As I entered my host family’s bathroom for the first time, I noticed something missing. Where I assumed there would be a shower was a hole in the cement floor. The bathroom window was slightly ajar— a green garden hose snaked through the window and settled in a white plastic bucket.
I proceeded to have a panic attack. Because I didn’t actually think I could make it through a summer without a hot shower.
This experience came back to me recently, as I was drifting to sleep underneath a mosquito net in San Juan de La Concepción, Nicaragua.

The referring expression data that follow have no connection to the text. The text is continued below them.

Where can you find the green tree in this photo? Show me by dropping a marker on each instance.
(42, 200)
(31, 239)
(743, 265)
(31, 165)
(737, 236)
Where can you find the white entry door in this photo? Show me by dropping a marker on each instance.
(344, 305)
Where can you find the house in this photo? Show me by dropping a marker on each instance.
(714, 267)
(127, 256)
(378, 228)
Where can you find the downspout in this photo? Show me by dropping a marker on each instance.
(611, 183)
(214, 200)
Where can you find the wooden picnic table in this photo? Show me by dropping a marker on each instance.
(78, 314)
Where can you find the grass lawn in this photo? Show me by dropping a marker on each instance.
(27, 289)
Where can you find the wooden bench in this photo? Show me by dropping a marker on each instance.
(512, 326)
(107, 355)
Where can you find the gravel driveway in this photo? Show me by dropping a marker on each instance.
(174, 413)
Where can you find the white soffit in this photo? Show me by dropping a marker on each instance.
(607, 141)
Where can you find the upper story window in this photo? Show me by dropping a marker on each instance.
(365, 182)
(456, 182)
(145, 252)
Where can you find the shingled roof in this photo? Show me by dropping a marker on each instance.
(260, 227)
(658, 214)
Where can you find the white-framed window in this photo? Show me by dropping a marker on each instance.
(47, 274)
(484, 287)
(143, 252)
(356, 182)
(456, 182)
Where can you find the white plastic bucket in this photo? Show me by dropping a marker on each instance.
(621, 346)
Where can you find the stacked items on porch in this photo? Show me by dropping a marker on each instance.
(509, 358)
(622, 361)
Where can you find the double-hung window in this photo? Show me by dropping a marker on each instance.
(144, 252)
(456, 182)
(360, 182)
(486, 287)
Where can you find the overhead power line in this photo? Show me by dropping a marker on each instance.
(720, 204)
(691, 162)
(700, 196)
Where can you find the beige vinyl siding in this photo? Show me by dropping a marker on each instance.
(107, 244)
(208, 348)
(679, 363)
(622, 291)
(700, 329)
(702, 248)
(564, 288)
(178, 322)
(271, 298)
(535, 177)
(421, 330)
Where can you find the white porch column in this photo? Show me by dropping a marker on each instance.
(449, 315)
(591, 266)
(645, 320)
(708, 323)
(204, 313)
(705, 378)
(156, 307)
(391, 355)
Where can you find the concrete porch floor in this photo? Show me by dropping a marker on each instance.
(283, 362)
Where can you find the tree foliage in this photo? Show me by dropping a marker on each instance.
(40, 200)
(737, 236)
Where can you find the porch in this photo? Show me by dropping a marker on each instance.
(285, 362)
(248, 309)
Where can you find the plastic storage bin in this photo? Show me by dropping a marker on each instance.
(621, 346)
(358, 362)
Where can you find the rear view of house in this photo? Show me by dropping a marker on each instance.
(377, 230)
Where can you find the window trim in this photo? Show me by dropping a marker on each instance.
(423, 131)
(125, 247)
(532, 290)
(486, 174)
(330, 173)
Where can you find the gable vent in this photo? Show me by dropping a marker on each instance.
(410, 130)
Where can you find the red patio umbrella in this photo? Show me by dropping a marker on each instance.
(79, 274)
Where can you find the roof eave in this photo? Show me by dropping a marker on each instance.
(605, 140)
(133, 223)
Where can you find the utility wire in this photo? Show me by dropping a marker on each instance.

It's been more than a decade since that bathroom panic attack. And I realize what I felt in Mexico wasn’t culture shock. It was a realization that I am the beneficiary of a fundamentally unjust system -- the scale of which I still cannot totally comprehend.
I’ll return to my California home tomorrow, after two months in Nicaragua.
The lesson I’ll take home with me isn’t about gratitude for the riches of the United States — the hot showers, the reliable wi-fi, the ability to attain a comfortable job typing away on a heinously overpriced, silver laptop…
It’s about the debt those of us from Western nations owe to nations that have been oppressed for our benefit. It’s a particularly potent lesson for an American in Nicaragua.
I’ll wager that most Americans have a vague notion of the Contra War — it will remind you of some vaguely forgotten lesson about the Iran-Contra scandal — when the our government used proceeds from arms sales to Iran to fund a counter-revolutionary guerrilla war in Nicaragua. This effort was part of President Reagan’s efforts to contain communism around the world (paying no mind to the fact that the Nicaraguan government wasn’t actually communist).
The Contra War caused the deaths of at least 30,000 Nicaraguans, left countless more disabled and orphaned, all while crippling the nation’s economy. And it’s not the only time the United States has interfered in Nicaragua. A Tennessean named William Walker declared himself president of Nicaragua in 1856. His stated goal was to mold the Central American nation into a slave state for the United States. I’ll let the reader guess as to who would be among the enslaved.
Just a week or so ago, I had the opportunity to visit a reading enrichment program for Nicaraguan school children. The program, funded by a local business known as La Mariposa, provides reading and writing opportunities to children who make their home in a neighborhood derisively known as “El Chirigete” — a term that means ‘dirty’ and references the community’s poverty.
More than 100 children showed up for the opportunity to receive reading and writing lessons in a single room with a dirt floor. And I was reminded of a reporter's summation of the Contra War:
So when I return to the United States, it’s not so much gratitude I’ll feel as it is guilt. Because I know that many times in my life I’ve walked into a store as arguably worthless as Sephora and blown enough money to sustain a Nicaraguan family for a week. I know that my often lazy, consumerist existence is only possible while people in nations like Nicaragua remain poor.
Nicaragua’s poverty, indeed, the poverty and violence afflicting much of Central America, is very much our problem. It is because of the historic exploitation of these countries that we remain so rich, and the global south so poor.
It's another one of those things that I don't have a particular solution for, other than doing my small part to alleviate some of the burden my ancestor created.
...So, uh, I guess I'll see you guys around the good 'ol U.S.A.